There's this issue (https://github.com/CloudCannon/pagefind/issues/202) that seems to indicate this is impossible, but it works on my machine (TM):

Screenshot from 2023-03-05 11-56-08

(It requires writing some javascript to figure out whether or not the file is open in a file: or http: context and rewriting itself based on that, and also disabling CORB in your browser, but that's all that's required to make it work).

As an example I have this code on my local files to detect whether its running on a server or locally:

        function appendJs(filepath, serverpath) {
          var protocol = window.location.protocol;
          var script = document.createElement("script");
          if (protocol === 'file:') {
            script.src = filepath;
          } else {
            script.src = serverpath;
          }

          script.type = "text/javascript";
          document.body.appendChild(script);
        }
        appendJs("/home/takashiidobe/monorepo/notes/site/_pagefind/pagefind-ui.js", "/_pagefind/pagefind-ui.js");
       // DOMContentLoaded doesn't work, so I replaced it with 'load'
        window.addEventListener('load', (event) => {
            new PagefindUI({ element: "#search" });
        });

However, the link that pagefind generates is incorrect in a local setting.

Each link is prepended with /file: before the link, like so: /file:/home/takashiidobe/monorepo/notes/site/books/system-design-interview-an-insiders-guide-volume-2/google-maps.html.

This just needs to be either the file link (so /home/takashiidobe/monorepo/notes/site/books/system-design-interview-an-insiders-guide-volume-2/google-maps.html would work) or (file:/home/takashiidobe/monorepo/notes/site/books/system-design-interview-an-insiders-guide-volume-2/google-maps.html) would also work.

However, due to the starting slash, the link doesn't currently work (on chrome or firefox, I checked).

Maybe i'm missing a configuration setting, but I'm not sure.

I've decided to patch it at runtime for now to prove that it's possible, adding a MutationObserver to listen to changes that pagefind generates and removing the starting slash if so.

        const targetNode = document.body;
        const config = { attributes: false, childList: true, subtree: true };
        const callback = (mutationList, observer) => {
          var links = Array.from(document.querySelectorAll('.pagefind-ui__result-link'));
          for (const link of links) {
            link.href = link.href.replace('/file:', 'file:');
          }
        };
        const observer = new MutationObserver(callback);
        observer.observe(targetNode, config);

However, since it's possible to figure out the protocol (the code seems to know when its run on localhost or http), would it be possible patch pagefind to figure out when it's running locally and start the link off with file:/ instead of /file:/?

Thanks for all the work on pagefind, it's worked like a charm and with this fix would replace all of my local search usage.

bglw commented 1 year ago

Hi @Takashiidobe 👋

Thanks for this!

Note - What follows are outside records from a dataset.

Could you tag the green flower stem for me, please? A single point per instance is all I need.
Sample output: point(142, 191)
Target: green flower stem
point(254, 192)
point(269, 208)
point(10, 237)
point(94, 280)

It definitely looks like I was too hasty in dismissing this as unachievable — I didn't think it would work quite so smoothly, but I stand corrected 🙂

I'll look into supporting the URLs as described. It won't be a challenge — but I'd want to try get support into my test suite to run file: tests properly, otherwise I'd be worried about a regression. So I'll aim to get that implemented in the test suite first 🙂

Thanks again! Will keep you posted


If you want a different quick fix without a MutationObserver, you could edit your generated pagefind.js file. If you search for /^(\/|https?:\/\/)/ and replace it with /^(\/|(https?|file):\/\/)/ then I think that would be the only patch needed — let me know if you do give that a go, and whether it works out

Takashiidobe commented 1 year ago

Hey @bglw,

The regex replacement you suggested works perfectly.

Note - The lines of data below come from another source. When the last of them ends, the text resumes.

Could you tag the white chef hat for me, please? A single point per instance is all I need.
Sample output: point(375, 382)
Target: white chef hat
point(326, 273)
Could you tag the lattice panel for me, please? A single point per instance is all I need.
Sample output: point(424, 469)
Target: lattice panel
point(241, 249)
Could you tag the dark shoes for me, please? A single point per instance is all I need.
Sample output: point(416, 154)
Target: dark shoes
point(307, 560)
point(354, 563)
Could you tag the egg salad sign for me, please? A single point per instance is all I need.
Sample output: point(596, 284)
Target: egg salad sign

I used to use mdbook and sphinx for indexing content offline, but they weren't quite right. I love how the index is split into different files, cause that makes it work as well offline as it does when served. I've indexed my books, notes, documentation, papers and more with pagefind, and search queries work effortlessly (other solutions would take down my computer because they'd read the index into memory and the file I/O alone would take up 100% of CPU time and start freezing up my computer. Not pagefind though.

Thanks for all the hard work on pagefind. Solid as a rock and there's nothing else like it i've found :+1:

demosthenez commented 8 months ago

Great. Thank you for sharing. I'm looking to accomplish something similar.